# Site General > General Herp >  How Many Times Can Rats Be Thawed & Re-Frozen?

## Aedryan Methyus

How many times would you guys say that it's alright to thaw and re-freeze frozen rats when snakes refuse to eat?

----------


## JodanOrNoDan

This question is asked a lot. Usually you can get away with refreezing once. If the rat is at or above room temperature for too long though you should get rid of it.

----------


## Eric Alan

We just had this conversation.  :Good Job: 

Here's a link: https://ball-pythons.net/forums/show...=1#post2511067

----------


## Neal

I personally wouldn't refreeze anything, but I know that people have done it once. A feeder isn't worth the loss of an animal to me, so that's why I won't refreeze.
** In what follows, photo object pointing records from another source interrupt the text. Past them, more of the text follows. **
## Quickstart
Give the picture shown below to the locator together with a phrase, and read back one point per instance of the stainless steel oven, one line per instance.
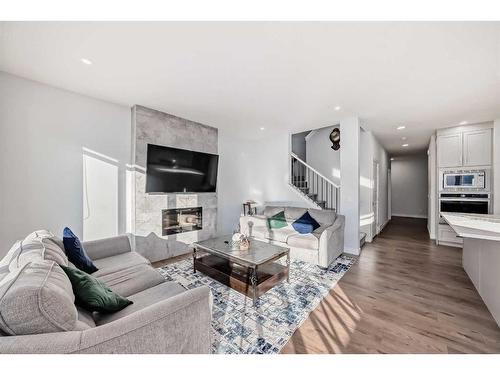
(470, 203)
(464, 180)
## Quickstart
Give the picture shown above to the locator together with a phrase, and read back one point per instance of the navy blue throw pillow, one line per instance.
(305, 224)
(76, 253)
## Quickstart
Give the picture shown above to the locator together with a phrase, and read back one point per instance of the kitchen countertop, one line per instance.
(484, 227)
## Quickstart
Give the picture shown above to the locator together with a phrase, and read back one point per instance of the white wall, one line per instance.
(380, 155)
(299, 145)
(372, 151)
(496, 166)
(321, 156)
(431, 187)
(365, 184)
(43, 131)
(349, 184)
(409, 186)
(256, 170)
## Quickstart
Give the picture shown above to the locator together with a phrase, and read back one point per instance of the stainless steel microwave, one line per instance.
(464, 179)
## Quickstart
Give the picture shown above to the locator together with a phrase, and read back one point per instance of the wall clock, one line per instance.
(335, 138)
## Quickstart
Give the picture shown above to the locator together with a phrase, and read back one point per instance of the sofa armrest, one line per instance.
(107, 247)
(248, 222)
(331, 242)
(180, 324)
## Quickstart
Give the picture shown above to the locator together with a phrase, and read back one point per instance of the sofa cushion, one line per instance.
(37, 298)
(92, 294)
(282, 234)
(118, 262)
(277, 221)
(305, 224)
(34, 248)
(270, 211)
(305, 241)
(107, 247)
(76, 253)
(324, 217)
(259, 232)
(132, 280)
(142, 300)
(85, 318)
(293, 213)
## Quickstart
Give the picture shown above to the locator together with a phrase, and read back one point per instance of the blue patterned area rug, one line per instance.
(239, 327)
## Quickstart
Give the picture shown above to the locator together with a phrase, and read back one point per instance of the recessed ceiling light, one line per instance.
(86, 61)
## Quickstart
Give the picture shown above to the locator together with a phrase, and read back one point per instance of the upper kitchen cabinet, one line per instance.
(465, 146)
(477, 147)
(449, 150)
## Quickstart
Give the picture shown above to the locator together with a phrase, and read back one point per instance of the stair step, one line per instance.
(301, 184)
(322, 204)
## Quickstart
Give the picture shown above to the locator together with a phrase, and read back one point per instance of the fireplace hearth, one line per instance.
(181, 220)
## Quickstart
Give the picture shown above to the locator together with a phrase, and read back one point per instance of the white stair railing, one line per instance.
(314, 186)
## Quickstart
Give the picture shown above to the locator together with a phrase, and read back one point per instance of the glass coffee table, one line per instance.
(251, 272)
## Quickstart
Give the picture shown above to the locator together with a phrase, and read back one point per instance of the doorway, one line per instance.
(375, 198)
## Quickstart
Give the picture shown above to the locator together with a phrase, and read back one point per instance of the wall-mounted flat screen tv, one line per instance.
(173, 170)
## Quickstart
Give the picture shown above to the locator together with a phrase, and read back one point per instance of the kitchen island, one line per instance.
(481, 254)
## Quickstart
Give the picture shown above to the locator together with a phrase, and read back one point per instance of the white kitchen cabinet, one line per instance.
(477, 147)
(449, 150)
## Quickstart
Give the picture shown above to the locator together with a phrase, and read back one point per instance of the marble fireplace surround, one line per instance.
(145, 213)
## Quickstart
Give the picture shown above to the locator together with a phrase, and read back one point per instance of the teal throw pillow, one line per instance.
(92, 294)
(277, 221)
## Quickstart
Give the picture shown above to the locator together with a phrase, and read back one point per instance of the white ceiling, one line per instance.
(277, 75)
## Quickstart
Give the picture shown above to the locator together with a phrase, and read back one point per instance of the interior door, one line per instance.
(375, 199)
(450, 150)
(477, 147)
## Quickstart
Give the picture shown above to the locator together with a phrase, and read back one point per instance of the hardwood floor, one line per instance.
(404, 295)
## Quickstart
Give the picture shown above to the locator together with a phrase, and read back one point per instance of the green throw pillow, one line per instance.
(277, 221)
(92, 294)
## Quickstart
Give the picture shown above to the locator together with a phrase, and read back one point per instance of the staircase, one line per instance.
(312, 185)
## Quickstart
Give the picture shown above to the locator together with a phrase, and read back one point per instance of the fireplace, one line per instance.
(180, 220)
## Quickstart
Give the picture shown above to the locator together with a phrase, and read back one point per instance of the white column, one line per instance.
(349, 182)
(496, 166)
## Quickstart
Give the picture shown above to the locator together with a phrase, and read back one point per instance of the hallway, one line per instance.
(404, 295)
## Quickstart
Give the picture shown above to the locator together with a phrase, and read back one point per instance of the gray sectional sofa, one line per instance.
(38, 314)
(320, 247)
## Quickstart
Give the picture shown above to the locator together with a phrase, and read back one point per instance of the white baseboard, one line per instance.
(412, 216)
(383, 225)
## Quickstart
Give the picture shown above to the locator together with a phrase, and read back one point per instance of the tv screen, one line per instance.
(173, 170)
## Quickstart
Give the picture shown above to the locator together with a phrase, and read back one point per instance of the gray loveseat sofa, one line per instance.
(320, 247)
(38, 314)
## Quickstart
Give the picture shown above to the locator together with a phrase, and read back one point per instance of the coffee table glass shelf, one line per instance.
(251, 272)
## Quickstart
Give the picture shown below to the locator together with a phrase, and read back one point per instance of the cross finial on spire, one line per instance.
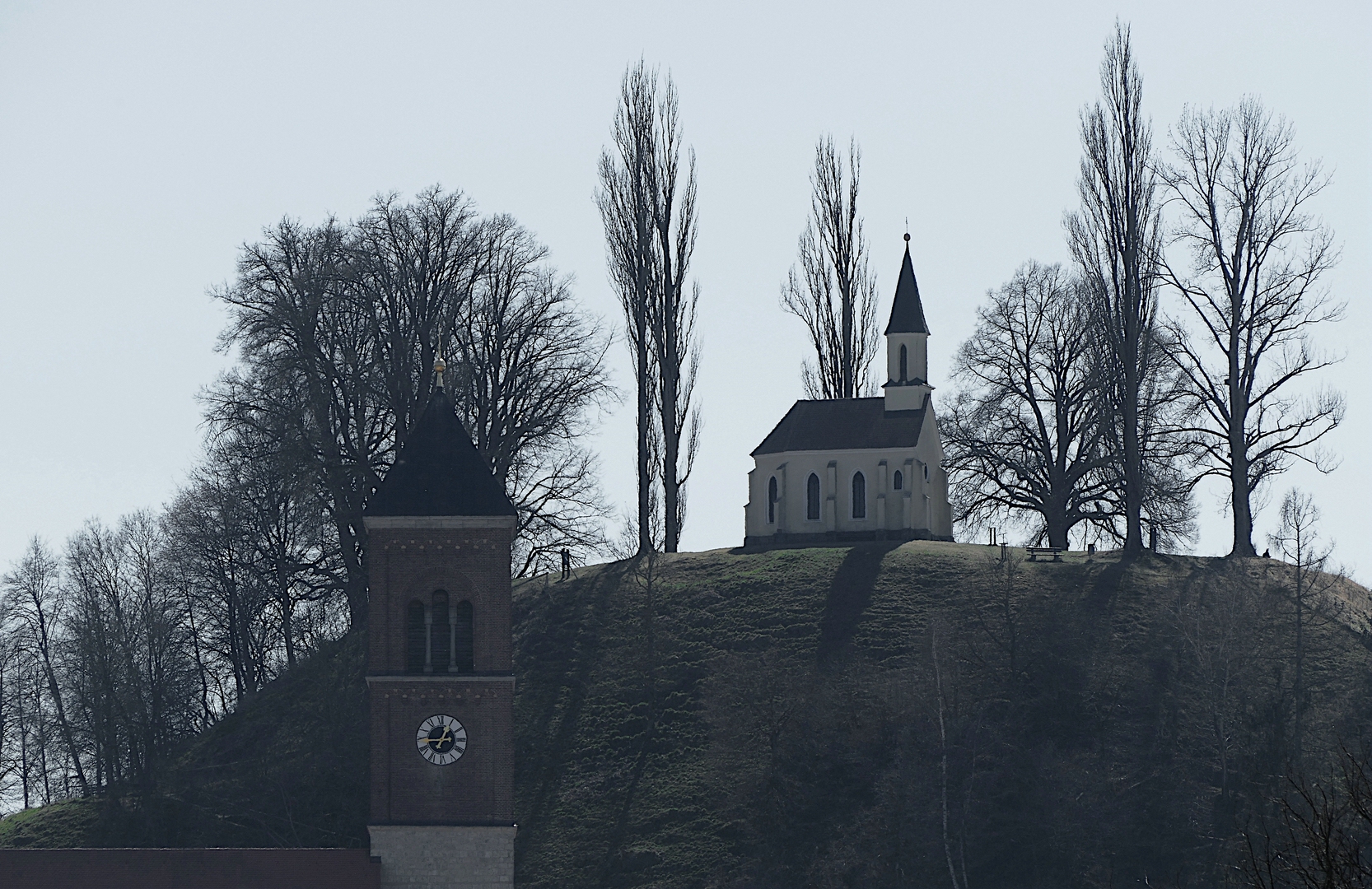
(438, 366)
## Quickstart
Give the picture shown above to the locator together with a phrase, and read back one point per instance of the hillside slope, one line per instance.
(810, 716)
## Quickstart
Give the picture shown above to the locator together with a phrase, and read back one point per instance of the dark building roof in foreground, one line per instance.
(842, 424)
(908, 313)
(439, 472)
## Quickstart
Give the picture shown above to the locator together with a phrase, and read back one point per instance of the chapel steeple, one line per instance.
(908, 350)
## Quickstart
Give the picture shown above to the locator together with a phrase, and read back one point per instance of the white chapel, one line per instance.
(858, 468)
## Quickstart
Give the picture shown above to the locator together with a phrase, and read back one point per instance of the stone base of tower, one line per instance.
(445, 856)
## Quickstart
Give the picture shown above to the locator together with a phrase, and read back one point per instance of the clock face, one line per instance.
(441, 740)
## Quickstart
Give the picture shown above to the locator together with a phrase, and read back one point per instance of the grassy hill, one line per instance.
(833, 716)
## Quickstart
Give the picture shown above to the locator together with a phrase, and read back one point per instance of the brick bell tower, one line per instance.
(439, 673)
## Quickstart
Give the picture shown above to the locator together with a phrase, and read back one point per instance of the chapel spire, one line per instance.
(908, 313)
(908, 349)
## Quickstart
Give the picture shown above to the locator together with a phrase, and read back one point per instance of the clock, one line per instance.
(441, 740)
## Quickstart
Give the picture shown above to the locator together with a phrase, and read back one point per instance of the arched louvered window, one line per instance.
(441, 633)
(414, 638)
(463, 646)
(859, 496)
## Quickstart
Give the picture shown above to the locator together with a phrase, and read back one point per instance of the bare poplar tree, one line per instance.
(1257, 257)
(1114, 240)
(1027, 432)
(674, 312)
(833, 292)
(626, 206)
(648, 206)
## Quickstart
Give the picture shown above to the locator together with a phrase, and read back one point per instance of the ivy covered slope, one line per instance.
(801, 716)
(788, 718)
(287, 769)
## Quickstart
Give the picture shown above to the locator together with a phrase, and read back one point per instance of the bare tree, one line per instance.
(1298, 542)
(674, 312)
(833, 292)
(1322, 835)
(527, 368)
(648, 207)
(1027, 432)
(1257, 257)
(309, 370)
(416, 267)
(626, 205)
(35, 600)
(1114, 240)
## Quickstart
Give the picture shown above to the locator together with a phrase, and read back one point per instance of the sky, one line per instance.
(142, 144)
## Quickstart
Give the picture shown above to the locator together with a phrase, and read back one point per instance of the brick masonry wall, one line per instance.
(471, 564)
(413, 563)
(479, 788)
(453, 858)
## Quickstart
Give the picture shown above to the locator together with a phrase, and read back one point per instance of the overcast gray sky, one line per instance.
(142, 144)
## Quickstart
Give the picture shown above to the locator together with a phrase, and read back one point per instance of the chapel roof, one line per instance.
(908, 313)
(842, 424)
(439, 472)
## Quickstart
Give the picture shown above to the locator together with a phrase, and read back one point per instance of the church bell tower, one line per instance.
(439, 671)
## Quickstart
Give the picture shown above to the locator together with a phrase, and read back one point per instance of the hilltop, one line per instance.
(789, 716)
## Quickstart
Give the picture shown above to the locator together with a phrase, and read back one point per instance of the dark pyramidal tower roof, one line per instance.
(439, 472)
(908, 313)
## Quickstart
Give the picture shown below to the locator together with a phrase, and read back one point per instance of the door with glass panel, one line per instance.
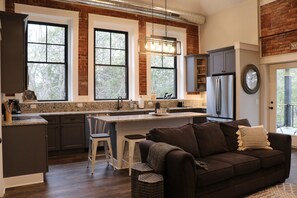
(283, 98)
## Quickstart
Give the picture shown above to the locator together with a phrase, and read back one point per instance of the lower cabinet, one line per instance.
(65, 132)
(24, 150)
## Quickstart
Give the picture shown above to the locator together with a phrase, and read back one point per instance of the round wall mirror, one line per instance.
(250, 79)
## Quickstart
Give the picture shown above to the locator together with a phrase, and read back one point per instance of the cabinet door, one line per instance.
(216, 63)
(12, 52)
(53, 136)
(24, 150)
(72, 136)
(229, 61)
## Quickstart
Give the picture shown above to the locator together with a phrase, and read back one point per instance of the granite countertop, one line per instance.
(108, 111)
(23, 119)
(146, 117)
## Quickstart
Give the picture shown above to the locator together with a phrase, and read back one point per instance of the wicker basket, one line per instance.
(138, 169)
(150, 185)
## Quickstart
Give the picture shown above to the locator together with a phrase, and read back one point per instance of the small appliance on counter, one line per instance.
(16, 109)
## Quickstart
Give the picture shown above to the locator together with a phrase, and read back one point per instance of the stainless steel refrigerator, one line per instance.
(221, 97)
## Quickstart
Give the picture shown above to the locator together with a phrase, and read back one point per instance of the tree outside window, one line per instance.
(111, 64)
(163, 75)
(47, 60)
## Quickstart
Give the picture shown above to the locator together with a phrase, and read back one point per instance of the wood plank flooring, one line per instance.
(68, 177)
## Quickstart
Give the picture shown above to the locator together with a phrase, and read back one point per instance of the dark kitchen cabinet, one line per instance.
(53, 132)
(196, 72)
(13, 54)
(221, 61)
(65, 132)
(24, 150)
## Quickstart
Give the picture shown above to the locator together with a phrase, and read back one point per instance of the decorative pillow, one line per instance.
(252, 138)
(210, 138)
(182, 137)
(229, 129)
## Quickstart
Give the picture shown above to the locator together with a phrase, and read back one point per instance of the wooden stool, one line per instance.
(131, 140)
(95, 138)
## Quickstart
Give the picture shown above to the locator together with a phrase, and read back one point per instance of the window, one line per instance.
(111, 64)
(163, 76)
(47, 60)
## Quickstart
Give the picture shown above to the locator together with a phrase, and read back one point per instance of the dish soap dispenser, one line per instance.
(140, 103)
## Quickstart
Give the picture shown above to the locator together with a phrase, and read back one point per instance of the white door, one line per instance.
(283, 99)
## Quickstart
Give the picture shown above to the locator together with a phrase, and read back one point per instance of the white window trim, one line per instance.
(181, 35)
(119, 24)
(70, 18)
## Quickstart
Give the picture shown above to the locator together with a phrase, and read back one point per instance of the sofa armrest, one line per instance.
(144, 147)
(180, 175)
(283, 143)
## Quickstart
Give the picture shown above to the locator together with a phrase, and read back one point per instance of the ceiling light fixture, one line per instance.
(160, 45)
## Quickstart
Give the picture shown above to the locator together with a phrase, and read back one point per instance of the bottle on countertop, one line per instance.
(140, 103)
(131, 104)
(157, 106)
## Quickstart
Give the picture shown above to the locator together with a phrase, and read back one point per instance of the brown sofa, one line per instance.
(230, 173)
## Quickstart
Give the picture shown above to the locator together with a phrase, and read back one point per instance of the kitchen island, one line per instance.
(120, 126)
(24, 150)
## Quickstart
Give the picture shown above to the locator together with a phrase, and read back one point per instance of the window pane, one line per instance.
(168, 61)
(102, 39)
(118, 41)
(37, 52)
(102, 56)
(55, 53)
(118, 57)
(163, 81)
(47, 81)
(156, 61)
(55, 35)
(110, 82)
(36, 33)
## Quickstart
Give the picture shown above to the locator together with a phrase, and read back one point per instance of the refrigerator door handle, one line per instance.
(219, 96)
(217, 92)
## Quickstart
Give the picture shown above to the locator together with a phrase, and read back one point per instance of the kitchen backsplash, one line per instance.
(43, 107)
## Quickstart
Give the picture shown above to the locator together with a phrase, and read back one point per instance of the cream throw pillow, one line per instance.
(252, 138)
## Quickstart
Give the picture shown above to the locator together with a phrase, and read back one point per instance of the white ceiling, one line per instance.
(204, 7)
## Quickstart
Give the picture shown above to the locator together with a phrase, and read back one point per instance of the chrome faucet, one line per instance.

Also how long was it thawed for, because it can and will begin to decompose.

----------


## cletus

Whether safe or not, I don't risk it.  I have one that's sort of turned into a picky eater so these days I try to feed him first and if he isn't feeling it, someone else gets it.   It's a system that works for me.

----------


## Zincubus

Na for a couple of dollars it's surely not worth the risk . I've never even considered it but then again I have a Burm / Retic / Boas etc that will eat any leftovers ...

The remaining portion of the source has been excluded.